No matter how many times people tell you to “Lean In,” what truly got us through the toughest moments when building our businesses were our Villages – amazing partners, families, and most importantly, an incredible set of girlfriend taking the last-minute call to get someone from school, drive practice carpool, or be there to pick up when you need to scream into it.
Studies show that women who have a close-knit group of women to lean on make more money, gain access to coveted opportunities, and overall experience greater success in their careers. We were living breathing examples of this.
Everyone’s village looks a little different (Beth’s was filled with little old Italian ladies in skirts whisking kids around in Lincoln Town cars while mine was laced together with friends from high school, college and the neighborhood driving Minivans.) It does not matter one bit what they look like, it matters that they exist. So if you are in it, and you know what we mean by in it. Here are the other things we did to leverage the Village so we could keep kicking ass – or at least pretend like we were.
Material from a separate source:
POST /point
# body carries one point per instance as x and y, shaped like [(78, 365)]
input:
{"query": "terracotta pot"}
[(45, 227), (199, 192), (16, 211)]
- Identify your biggest stressors – personally and professionally – and figure out the trigger points. Invoicing still haunts my nightmares. It was time-consuming, tedious and honestly, it felt like it never ended. In my personal life, the quarterly schedule change in kids’ activities broke me four times a year. I learned to take a concentrated half day to get this all done at once instead of doing a few minutes a day. It’s the hardest thing you will do that week to be sure, but it minimizes future headaches.
- Channel your inner Hermione Granger and start scheduling your days in half hour increments. If you know you are going to be driving kids from 2:40 pm to 6:00 pm to 800 activities, make sure your daily routine takes that into account. Get up a little earlier or jump back on post dinner, the beauty (and curse) of entrepreneurship is that you make your own schedule. Now, full disclosure, once you start to scale, you have less flexibility, but if you are growing a solid team, they will be happy to take on some of your time-consuming activities while you speed to pick-up.
- Ask for help. We realize this is coming from two women who had amazing mothers that provided a ton of surge protection in the early days of our businesses, but “help” comes in many forms. It could be finding carpools, leveraging likeminded neighbors who are in the same boat, or hiring local high schoolers to help with after school care. The point is, for all those rah rah cheerleaders out there that say you can do this alone – they are just flat out wrong. You absolutely cannot.
The good news? There are jillions of women out there just like you. They are scratching their heads on how to quickly put together a network of people to help them get two kids to different activities across town at the same time. Invite a few over, grab a bottle of wine, and start brainstorming. And, let us finish this with a shout out to our Villages – you absolutely know who you are and we absolutely know you are reading this since we can feel the support in everything we do – THANK YOU THANK YOU THANK YOU, LOVE YOU!